There is an interconnection between our thoughts and our feelings. And science fully endorses the healthy effect positive thinking can have on us.
“Positive” thoughts generate “good” feelings. And “negative” thoughts generate “bad” feelings. The positive thinking movement encourages us to reframe our negative thoughts to change how we feel.
And there is a lot of sense to this approach. In fact, studies show that positive thinking can improve immunity, reduce anxiety and encourage healthy habits.
I would argue, though, that positive thinking can be unhelpful if it becomes our habitual go-to practice without first allowing ourselves to feel our uncomfortable emotions.

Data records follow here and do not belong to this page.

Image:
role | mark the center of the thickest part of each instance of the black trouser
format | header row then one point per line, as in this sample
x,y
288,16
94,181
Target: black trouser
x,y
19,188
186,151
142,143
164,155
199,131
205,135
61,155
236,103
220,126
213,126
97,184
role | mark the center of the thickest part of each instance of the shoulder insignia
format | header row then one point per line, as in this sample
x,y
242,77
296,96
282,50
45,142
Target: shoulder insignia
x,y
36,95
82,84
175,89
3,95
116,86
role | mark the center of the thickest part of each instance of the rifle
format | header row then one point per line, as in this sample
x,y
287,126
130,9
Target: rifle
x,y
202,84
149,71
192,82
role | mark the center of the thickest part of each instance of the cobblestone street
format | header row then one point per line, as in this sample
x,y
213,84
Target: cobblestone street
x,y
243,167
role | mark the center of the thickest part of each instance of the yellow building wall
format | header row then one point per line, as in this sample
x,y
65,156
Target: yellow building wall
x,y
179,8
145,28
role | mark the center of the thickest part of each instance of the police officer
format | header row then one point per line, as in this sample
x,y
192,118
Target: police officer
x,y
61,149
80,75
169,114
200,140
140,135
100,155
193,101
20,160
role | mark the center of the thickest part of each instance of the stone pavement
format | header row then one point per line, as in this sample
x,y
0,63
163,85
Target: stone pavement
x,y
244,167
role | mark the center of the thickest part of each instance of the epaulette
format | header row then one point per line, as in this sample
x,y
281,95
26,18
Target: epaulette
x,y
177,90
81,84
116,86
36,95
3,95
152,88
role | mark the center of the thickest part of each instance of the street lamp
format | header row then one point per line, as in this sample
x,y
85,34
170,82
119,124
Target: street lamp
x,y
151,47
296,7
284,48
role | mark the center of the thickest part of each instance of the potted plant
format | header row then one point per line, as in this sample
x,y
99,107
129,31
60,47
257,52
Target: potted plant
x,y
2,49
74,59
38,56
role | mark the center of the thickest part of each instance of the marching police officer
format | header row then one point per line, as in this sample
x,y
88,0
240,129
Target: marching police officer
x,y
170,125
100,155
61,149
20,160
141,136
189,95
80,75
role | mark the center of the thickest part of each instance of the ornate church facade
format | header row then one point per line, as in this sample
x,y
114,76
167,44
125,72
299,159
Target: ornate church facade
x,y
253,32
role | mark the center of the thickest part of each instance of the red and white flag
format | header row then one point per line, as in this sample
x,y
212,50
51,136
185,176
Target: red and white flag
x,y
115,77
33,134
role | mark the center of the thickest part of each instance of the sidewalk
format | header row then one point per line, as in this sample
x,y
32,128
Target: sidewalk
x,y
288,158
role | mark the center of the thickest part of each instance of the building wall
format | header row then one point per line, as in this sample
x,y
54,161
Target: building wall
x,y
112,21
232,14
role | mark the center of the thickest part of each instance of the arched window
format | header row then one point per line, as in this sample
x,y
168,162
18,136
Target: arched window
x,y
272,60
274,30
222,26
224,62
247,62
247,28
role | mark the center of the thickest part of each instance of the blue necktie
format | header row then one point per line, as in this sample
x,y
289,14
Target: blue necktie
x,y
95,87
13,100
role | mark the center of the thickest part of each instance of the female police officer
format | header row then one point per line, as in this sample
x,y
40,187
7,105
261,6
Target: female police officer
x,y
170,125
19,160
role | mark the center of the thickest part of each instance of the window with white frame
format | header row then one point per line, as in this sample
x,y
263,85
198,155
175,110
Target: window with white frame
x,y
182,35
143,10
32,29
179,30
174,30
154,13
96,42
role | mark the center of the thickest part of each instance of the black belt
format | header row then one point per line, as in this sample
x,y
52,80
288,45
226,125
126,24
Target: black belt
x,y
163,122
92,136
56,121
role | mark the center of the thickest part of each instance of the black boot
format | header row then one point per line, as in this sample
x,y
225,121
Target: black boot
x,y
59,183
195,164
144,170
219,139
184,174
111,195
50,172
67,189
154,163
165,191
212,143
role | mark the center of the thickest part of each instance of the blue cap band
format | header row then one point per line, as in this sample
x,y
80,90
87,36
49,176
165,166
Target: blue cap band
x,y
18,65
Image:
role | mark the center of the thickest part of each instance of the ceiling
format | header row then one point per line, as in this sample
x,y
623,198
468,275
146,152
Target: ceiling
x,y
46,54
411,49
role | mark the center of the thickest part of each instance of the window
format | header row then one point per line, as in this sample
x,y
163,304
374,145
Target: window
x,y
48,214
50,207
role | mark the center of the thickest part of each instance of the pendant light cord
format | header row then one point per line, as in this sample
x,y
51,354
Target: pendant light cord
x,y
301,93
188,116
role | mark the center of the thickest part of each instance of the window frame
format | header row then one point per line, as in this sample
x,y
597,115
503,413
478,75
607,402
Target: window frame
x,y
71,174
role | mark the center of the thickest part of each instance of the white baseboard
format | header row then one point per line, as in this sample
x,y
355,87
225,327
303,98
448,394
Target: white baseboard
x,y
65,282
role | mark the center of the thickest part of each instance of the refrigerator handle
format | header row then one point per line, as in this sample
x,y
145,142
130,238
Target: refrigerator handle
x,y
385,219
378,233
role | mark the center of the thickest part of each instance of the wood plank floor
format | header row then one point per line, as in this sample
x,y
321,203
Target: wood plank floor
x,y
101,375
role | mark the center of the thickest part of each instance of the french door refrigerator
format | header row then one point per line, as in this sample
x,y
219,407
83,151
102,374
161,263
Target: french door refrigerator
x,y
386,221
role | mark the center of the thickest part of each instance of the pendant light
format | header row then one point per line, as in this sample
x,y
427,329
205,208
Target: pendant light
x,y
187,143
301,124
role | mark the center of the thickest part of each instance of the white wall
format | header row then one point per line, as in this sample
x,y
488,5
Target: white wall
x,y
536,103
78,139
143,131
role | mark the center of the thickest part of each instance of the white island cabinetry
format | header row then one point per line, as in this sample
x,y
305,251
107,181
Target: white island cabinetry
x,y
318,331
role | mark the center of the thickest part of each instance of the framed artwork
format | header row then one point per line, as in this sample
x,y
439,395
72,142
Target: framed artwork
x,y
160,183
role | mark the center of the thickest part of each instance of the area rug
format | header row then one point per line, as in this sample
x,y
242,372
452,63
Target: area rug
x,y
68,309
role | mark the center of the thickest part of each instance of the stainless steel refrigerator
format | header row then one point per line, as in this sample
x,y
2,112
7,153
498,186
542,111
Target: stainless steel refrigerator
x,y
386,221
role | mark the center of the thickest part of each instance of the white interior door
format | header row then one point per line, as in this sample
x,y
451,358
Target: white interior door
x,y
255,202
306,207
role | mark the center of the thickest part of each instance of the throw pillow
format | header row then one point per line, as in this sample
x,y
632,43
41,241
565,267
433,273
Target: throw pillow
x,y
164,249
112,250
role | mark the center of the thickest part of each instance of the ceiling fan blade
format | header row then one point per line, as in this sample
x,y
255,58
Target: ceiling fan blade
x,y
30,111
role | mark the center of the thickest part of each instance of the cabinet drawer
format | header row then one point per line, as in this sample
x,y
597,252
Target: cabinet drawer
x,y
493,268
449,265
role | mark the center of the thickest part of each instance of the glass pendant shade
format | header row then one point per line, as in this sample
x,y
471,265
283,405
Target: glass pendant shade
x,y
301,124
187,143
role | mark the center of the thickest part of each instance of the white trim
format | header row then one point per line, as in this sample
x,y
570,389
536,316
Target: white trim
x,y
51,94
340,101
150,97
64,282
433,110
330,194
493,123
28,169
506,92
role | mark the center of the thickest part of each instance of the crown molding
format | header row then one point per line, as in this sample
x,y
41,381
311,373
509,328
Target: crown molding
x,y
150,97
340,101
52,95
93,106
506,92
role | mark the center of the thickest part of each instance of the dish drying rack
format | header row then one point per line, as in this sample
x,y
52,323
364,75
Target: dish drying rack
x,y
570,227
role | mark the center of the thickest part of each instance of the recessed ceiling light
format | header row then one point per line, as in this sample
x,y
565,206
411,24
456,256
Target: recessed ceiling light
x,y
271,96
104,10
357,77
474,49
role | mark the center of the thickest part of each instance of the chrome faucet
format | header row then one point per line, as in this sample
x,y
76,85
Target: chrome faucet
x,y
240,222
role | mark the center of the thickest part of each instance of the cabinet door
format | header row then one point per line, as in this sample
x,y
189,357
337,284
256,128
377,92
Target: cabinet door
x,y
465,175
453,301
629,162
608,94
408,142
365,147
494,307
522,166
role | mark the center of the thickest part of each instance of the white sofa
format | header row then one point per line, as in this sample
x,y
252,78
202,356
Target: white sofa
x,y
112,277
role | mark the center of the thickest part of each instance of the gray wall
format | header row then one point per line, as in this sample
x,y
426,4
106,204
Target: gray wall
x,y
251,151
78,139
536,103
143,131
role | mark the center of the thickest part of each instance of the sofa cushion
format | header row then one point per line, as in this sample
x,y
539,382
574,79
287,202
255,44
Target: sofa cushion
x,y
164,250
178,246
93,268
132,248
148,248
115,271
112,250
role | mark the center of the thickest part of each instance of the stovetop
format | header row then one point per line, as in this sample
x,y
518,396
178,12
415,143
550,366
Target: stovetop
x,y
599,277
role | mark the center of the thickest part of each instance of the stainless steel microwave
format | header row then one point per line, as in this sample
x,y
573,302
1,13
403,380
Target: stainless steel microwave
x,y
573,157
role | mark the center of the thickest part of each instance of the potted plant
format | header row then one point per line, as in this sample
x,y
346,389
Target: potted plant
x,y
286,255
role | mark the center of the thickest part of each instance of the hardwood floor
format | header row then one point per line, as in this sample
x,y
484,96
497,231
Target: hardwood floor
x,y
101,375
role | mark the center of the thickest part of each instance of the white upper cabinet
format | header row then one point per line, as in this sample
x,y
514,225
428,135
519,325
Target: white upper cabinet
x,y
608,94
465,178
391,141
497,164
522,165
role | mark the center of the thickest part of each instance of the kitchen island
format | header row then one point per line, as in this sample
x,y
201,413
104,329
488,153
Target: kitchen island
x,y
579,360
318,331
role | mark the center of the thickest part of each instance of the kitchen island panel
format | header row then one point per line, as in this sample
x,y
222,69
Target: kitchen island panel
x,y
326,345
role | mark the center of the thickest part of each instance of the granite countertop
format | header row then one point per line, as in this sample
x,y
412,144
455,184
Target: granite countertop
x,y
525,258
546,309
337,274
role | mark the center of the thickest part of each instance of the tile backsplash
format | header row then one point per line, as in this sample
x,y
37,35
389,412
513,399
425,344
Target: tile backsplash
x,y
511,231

Our suppressed emotions don’t go anywhere.
They are stored within our bodies, lying in wait to re-emerge at another time. Our issues are in our tissues, and they will be triggered repeatedly until we stop fearing them and take the time to feel them.
And while positive thinking definitely does have a place in shifting our mindsets, maybe this shouldn’t be our first port of call. Maybe we should learn to first take the time to sit with and feel our uncomfortable emotions.
This concept is probably easier for people who cry regularly to grasp than for those who never do. After a good cry, we feel better. The energy of whatever upset us has moved through our bodies and been released. And we feel lighter, although maybe a bit shattered too.
Trying to positively think our way out of upsetting circumstances is like putting a sticky plaster on a festering wound. If we don’t allow the icky feelings to disperse first of all, we’re not cleansing the wound. Suppressing the feelings is a short-term coping mechanism, while over the longer term there is still something hurting us that we’re trying our best to ignore.
If we move to reframe our thoughts too quickly, we’re burying land-mines within our psyche that could potentially explode at a future date. Often with just the mildest of triggers.
But positive thinking has more appeal than sitting with murky feelings for a while. We prefer to avoid discomfort and move to quash those feelings. When we sit with them for a while and allow them to move through us, we honor our true selves.
It’s more appropriate to explore the thoughts that may have contributed to these feelings after they’ve dispersed. When we’re not struggling to suppress our discomfort, it’s easier to get some clarity.
And with that clarity, then we can set about reframing our thoughts. And when we start to think differently, we will feel differently.
It’s a paradox worth exploring: to feel happy, we must also allow ourselves to feel sad.
And frustrated, fearful, or whatever else arises. We need to feel our feelings and make peace with them to understand where they arise from.
There is no happy-ever-after. Life is a series of ups and downs. And overall, we’ll be happier if we develop emotional resilience rather than desperately trying to avoid all negative experiences. We need to learn how to ride the waves while also paying attention to our mindset.
Before rushing to reframe negative thoughts, make it a priority to release the emotion they’ve triggered.
And for old traumas that may be deeply embedded and causing physical, mental or emotional distress, consider exploring somatic experiencing to help release it. Studies to support this approach are in the early stages, but initial results suggest it can help people suffering from PTSD and other issues.
It comes back to the premise that our suppressed emotions are held within us, and to heal the effects on our minds and bodies, we need to find ways to release them gently.
There is no denying that our mental attitude impacts how we experience the world around us. But we cannot positively think our way out of a traumatic experience. If we rely on that technique alone, we live in denial of what is stored within us.
We need to be real with ourselves to facilitate true healing. For best results, consider combining both approaches.